Paul Romer on "The Power of the Grid"
URB.im recently attended a conference at NYU hosted by the Development Research Institute and the Marron Institute of Urban Management on "Cities and Development: Urban Determinants of Success". This is the first post of our four-part series reporting on the event.
Professor Paul Romer started his talk by suggesting that the interventions we have come to associate with international development – like cash transfers, women's self-help groups, deworming, bed nets and better stoves – are not necessarily the big drivers of economic growth and development. These approaches did not play a role in the economic development of rich countries in Europe and North America, so why do we assume they will help countries in the Global South?
Instead, Romer argued that urbanization, as a crucial part of the Global North’s development, is a good candidate for driving development in the Global South as well. He displayed a slide with a series of arrows showing causal links: urbanization leads to formal sector employment (initially in manufacturing), which leads to the acquisition of human capital, which leads to GDP growth, which in turn leads to increased infrastructure.
Romer strongly emphasized the importance of formal sector employment, noting that investments in education have been disappointing for three reasons: (1) building a good school system is hard, (2) it’s hard to improve a school system, and (3) even if a school system is improved, it still takes 50 years to double the stock of human capital in the labor force.

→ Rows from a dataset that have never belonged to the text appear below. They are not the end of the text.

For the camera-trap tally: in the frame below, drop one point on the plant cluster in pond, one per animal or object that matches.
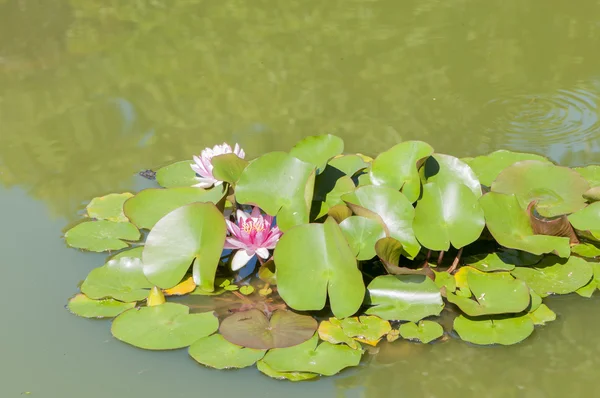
(298, 261)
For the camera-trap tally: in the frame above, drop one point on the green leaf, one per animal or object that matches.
(447, 213)
(218, 353)
(109, 207)
(425, 331)
(391, 209)
(314, 261)
(150, 205)
(489, 166)
(504, 331)
(445, 169)
(179, 174)
(164, 327)
(99, 236)
(192, 233)
(318, 149)
(542, 315)
(554, 275)
(362, 234)
(404, 297)
(253, 329)
(291, 376)
(280, 185)
(493, 293)
(326, 359)
(120, 278)
(398, 167)
(557, 190)
(228, 167)
(85, 307)
(509, 224)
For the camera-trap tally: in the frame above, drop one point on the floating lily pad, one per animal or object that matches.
(280, 185)
(504, 331)
(192, 233)
(228, 167)
(445, 169)
(83, 306)
(362, 234)
(332, 332)
(109, 207)
(554, 275)
(404, 297)
(314, 261)
(150, 205)
(557, 190)
(493, 293)
(448, 214)
(291, 376)
(325, 359)
(398, 167)
(120, 278)
(424, 331)
(489, 166)
(542, 315)
(318, 149)
(391, 209)
(218, 353)
(509, 224)
(163, 327)
(178, 174)
(253, 329)
(99, 236)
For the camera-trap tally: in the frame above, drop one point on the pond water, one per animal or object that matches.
(91, 91)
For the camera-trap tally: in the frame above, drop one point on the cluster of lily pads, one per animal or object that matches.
(299, 261)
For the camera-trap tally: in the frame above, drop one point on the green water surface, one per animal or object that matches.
(92, 91)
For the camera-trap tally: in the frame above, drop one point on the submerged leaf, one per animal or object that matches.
(99, 236)
(164, 327)
(253, 329)
(314, 261)
(218, 353)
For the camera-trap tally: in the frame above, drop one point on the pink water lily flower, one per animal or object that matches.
(253, 234)
(203, 163)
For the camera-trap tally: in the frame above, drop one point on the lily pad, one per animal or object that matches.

He argued that formal sector employment is in fact a better education than going to school, citing a study that showed that all things being equal, business owners in the Global South would much rather hire someone with one year of work experience than with one more year of schooling.
Overall, Romer argued, urbanization is a good thing. He showed a scatter plot of the countries of the world in which higher levels of urbanism correlated with higher GDP per capita. The populations of countries that have become rich have had a shift from working in agriculture, to manufacturing, and then services. Manufacturing and services are more productive in a well-run city. Governments, even relatively weak ones, can be influential in this process of urbanization: they can create, through a minimum level of safety and rule of law, the right conditions to encourage foreign firms to use their city as a manufacturing hub.
One of the keys to successful urbanization is planning. Romer explained that the absence of arterial roads (for sewer lines, buses, etc.) and a lack of public space can completely undermine the success of a city. Using the example of New York City, Romer discussed the 1811 plan in which, although they had no idea what kind of vehicles or buildings would be in use in the future, its authors drew a map that effectively allowed for arterial roads and public space that could serve the city over time. The map, and its grid structure, is still largely in use today. Thirty percent of land was set aside for public space, like streets and sidewalks (in some Brazilian favelas, the percent of public space is as low as five). Romer stressed that governments need to make these decisions early on, as city planning is very difficult to change later (à la Haussmann).
Before the 1811 plan, New York City had shantytowns and informal housing, so its trajectory could be a model for the developing world: it protected public space from the beginning (identifying it before the cost of land is too high), and then built everything on a just-in-time basis and financed it along the way. This process requires a surveyor to draw a map, and the rule of law to protect that map’s plans; citizens cannot be allowed to privatize public resources for their own benefit. This is easier to enforce if citizens have somewhere to build a house; Romer proposed a plan whereby half of land plots would be given away for modest, affordable homes (as with the United States' Homestead Acts), while the other half would be auctioned off to developers for more formal construction.